One female priest is putting together a photo montage of more than 200 clergy wearing their Believe jumpers. “It has really struck a chord among women clergy,” said Rev Claire Jones, a curate in Bodmin, Cornwall.
“People want something fun and interesting to wear at Christmas carols and school nativity plays. I’m sure it’s not what M&S intended but it taps into what Christmas is really all about.”
Some male clergy, for whom the women’s XL size is not big enough, are feeling left out. M&S is selling a similar jumper in its menswear section but with the slogan “Ding Dong” replacing “Believe”. It may prove popular with bellringers.

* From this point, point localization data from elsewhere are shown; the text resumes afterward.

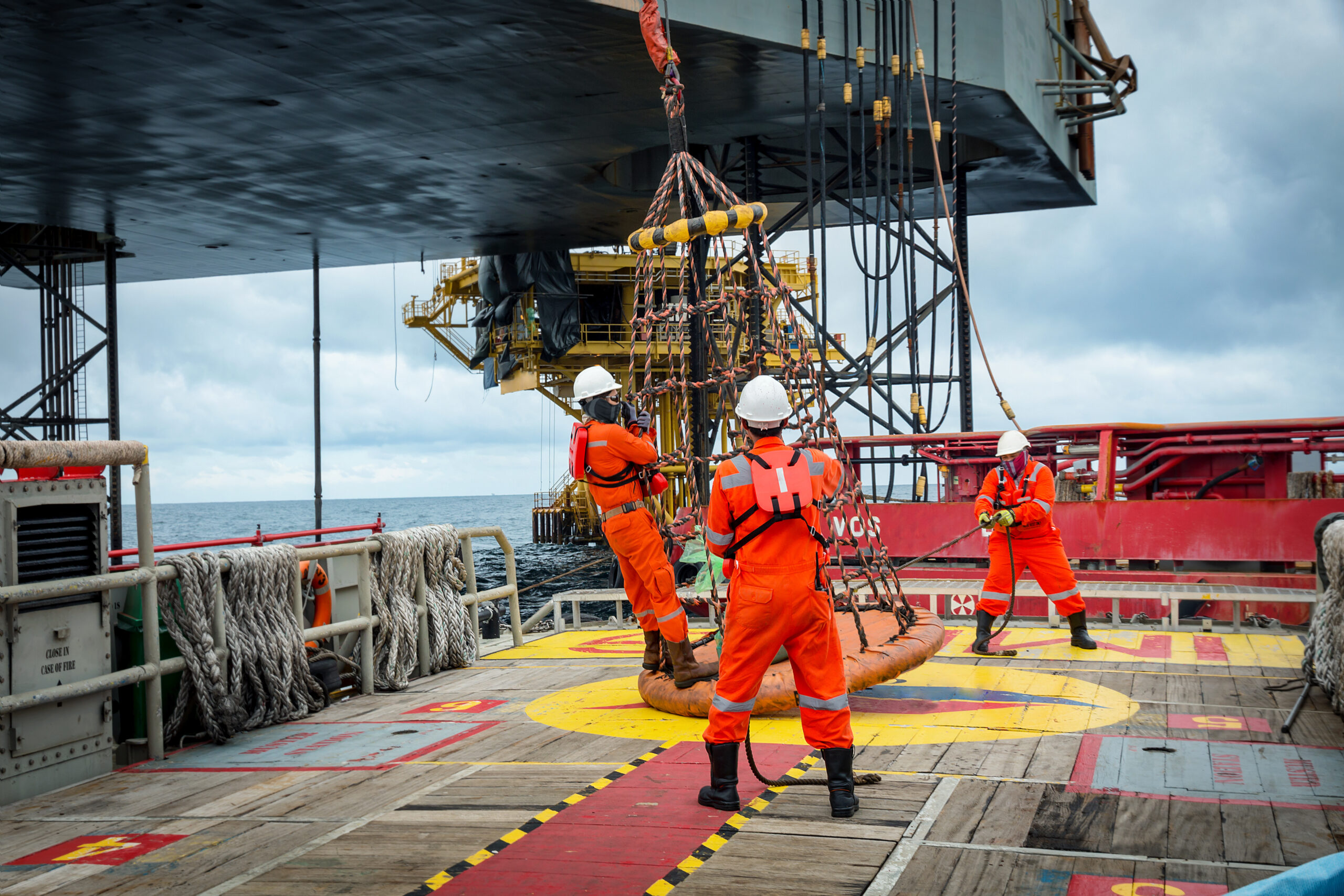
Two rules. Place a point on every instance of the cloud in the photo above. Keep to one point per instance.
(1205, 285)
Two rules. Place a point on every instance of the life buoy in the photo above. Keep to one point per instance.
(879, 662)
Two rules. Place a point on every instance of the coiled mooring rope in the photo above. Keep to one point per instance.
(268, 679)
(452, 630)
(1324, 652)
(187, 616)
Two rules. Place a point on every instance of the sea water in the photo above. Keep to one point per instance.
(179, 523)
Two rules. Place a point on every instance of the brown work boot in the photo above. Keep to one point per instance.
(652, 650)
(686, 668)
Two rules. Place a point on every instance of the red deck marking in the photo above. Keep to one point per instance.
(99, 849)
(1151, 647)
(624, 837)
(1098, 886)
(1217, 723)
(456, 705)
(1210, 647)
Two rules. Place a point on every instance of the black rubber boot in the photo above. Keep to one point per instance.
(984, 625)
(841, 781)
(1078, 625)
(722, 792)
(652, 649)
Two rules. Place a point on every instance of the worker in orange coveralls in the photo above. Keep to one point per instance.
(1018, 500)
(615, 458)
(764, 518)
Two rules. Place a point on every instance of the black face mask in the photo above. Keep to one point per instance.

Richard Frith, the canon precentor at Southwell minster, tweeted: “I loathe Christmas jumpers with a consuming passion – seasonal consumerism at its worst, esp. when schools expect them to be worn by children who’ll have grown out of them next year. But even I would probably buy one of those #TeamBelieve jumpers if there was a menswear version.”
Traditional clerical robes date back centuries, but four years ago the Church of England agreed to relax its rules on clothing to allow clergy to conduct services in civvies.
Some clergy say surplices and albs put off younger people from attending church and set the priest apart from the congregation. Traditionalists maintain the latter is the point of formal vestments.
A spokesperson for Marks & Spencer said: “After another difficult year, our designers – and customers – have embraced optimistic and feelgood messages with ‘fabulous’ and ‘believe’ both proving very popular – as the #TeamBelieve posts show.”